Trilby And The Trilbyites
by [?]

Then he informs us that a naked woman is such a fright “that Don Juan himself were fain to hide his eyes in sorrow and disenchantment and fly to other climes.” How thankful Cupid must be that he was born blind! Still the most of us are willing to risk one eye on the average “altogether” model. Du Maurier–who is a somewhat better artist than author–illustrates his own book. He gives us several portraits of Trilby, all open-mouthed, with a vacant stare. Strange that he did not draw his heroine nude as she sat on the bed hugging and kissing the Laird–that he did not hang up “on the floor every weapon” by which Venus herself “can pierce to the grosser passions of men.” But perchance he was afraid the Laird would “hide his eyes in sorrow and disenchantment and fly to other climes.” He could not be spared just yet. Despite his plea for the nude, I think he exercised excellent judgment in leaving Trilby “clothed and in her right mind”–such as it was–while the Laird roosted on her couch in that attic bedroom and was– to us a Tennysonianism–mouthed and mumbled. Even New York’s “four hundred” might have felt a little squeamish at seeing this pair of platonic turtle doves hid away in an obscure corner of naughty Paris in puris naturalibus even if “there is nothing so chaste as nudity.”

Du Maurier says that Trilby never sat to him for “the altogether,” and adds: “I would as soon have asked the Queen of Spain to let me paint her legs.” If nudity be so chaste, and Trilby didn’t mind the exposure even a little bit, why should he hesitate? And why should he not paint the legs of the Queen of Spain–or even the underpinning of the Queen of Hawaii–as well as her arms? But if we pause to point out all the absurd contradictions in this flake of ultra-French froth we shall wear out more than one pencil.

Little Billee is a very nice young man who has been kept too close to his mother’s apron-strings for his own good–a girlish, hysterical kind of boy, who should be given spoon- victuals and put to bed early. Of course he wants to marry Trilby, for he is of that age when the swish of a petticoat makes us seasick. She is perfectly willing to become his mistress–although she had “repented” of her sins and been “forgiven” but a few days before. She has sense enough–despite Du Maurier’s portraits of her–to know that she is unworthy to become a gentleman’s wife, to be mated with a he-virgin like Little Billee. But she is overpersuaded– as usual–and consents. Then the young calf’s mother comes on the scene and asks her to spare her little pansy blossom–not to blight his life with the frost of her follies. And of course she consents again. She’s the great consenter–always in the hands of friends, like an American politician. “The difficulty of saying nay to earnest pleading” prevents a mesalliance.
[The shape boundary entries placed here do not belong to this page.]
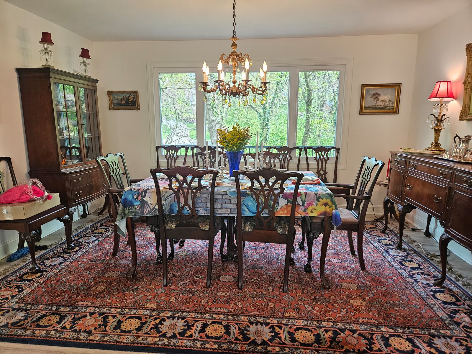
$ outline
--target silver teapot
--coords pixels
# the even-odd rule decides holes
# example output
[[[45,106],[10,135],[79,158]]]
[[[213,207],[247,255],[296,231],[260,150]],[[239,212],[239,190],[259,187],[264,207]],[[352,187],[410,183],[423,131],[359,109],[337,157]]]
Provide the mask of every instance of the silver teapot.
[[[457,143],[455,141],[456,138],[458,138],[459,141],[460,142],[460,144],[459,145],[457,145]],[[470,152],[471,149],[469,147],[469,143],[471,140],[472,140],[472,135],[466,135],[463,138],[461,138],[457,134],[454,135],[454,143],[459,148],[459,150],[462,150],[464,149],[466,152]]]

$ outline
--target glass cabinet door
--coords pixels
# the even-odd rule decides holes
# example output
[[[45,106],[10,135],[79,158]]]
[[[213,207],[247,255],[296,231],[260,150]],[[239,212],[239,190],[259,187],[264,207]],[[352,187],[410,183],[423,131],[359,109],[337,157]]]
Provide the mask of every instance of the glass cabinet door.
[[[83,163],[76,86],[58,82],[53,82],[52,86],[62,167]]]
[[[82,115],[82,128],[87,161],[94,160],[95,158],[101,155],[96,93],[94,89],[79,86],[80,111]]]

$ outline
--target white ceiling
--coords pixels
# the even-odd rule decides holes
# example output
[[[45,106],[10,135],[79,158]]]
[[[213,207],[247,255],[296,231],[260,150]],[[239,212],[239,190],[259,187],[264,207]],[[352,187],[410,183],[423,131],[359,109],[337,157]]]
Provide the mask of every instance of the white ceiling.
[[[233,34],[231,0],[6,0],[94,41],[224,39]],[[418,33],[470,1],[237,0],[236,34],[249,39]]]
Trilby skips the trala and Little Billee–who has no chance to secure a reconsideration cries himself sick, but recovers,–comes up smiling like a cotton- patch after a spring shower. He is taken to England, but fails to find that “absence makes the heart grow fonder.” He gets wedded to his art quite prettily, and even thinks of turning Mormon and taking the vicar’s daughter for a second bride, but slips up on an atheistical orange peel, something has gone wrong with his head. Where his bump of amativeness should stick out like a walnut there is a discouraging depression which alarms him greatly, and worries the reader not a little. But finally he sees Trilby again, and, the wheel in his head, which has stuck fast for five years, begins to whizz around like the internal economy of an alarm clock–or a sky terrier with a clothespin on his tail.

Of course there is now nothing for Trilby to do but to die. They could be paired off in a kind of morganatic marriage; but it is customary in novels where the heroine has been too frolicsome, for her to get comfortably buried instead of happily married,–and perhaps it is just as well. Even a French novelist must make some little mock concession to the orthodox belief that the wage of sin is death. So Trilby sinks into the grave with a song like the dying swan, and Little Billee follows suit–upsets the entire Christian religion by dying very peaceably as an Atheist, without so much as a shudder on the brink of that outer darkness where there’s supposed to be weeping and wailing and gnashing of teeth. Svengali has also fallen by the wayside, a number of characters have been very happily forgotten, so the story drags along to the close on three not very attractive legs, Taffy, the Laird and Gecko. It is a bad drama worse staged, with an ignorant bawd for heroine, a weak little thing for leading man, an impossible Caliban for heavy villain and Atheism for moral. Such is the wonderful work that has given this alleged land of intelligence a case of literary mania a potu, set it to singing the praises of a grimy grisette more melodiously than she warbled, “mironton, mirontaine” at the bidding of the villainous Svengali. Such is this new lion of literature who has set American maids and matrons to paddling about home barefoot and posing in public with open mouths–flattering themselves that they resemble a female whom they would scald if she ventured into their back yard.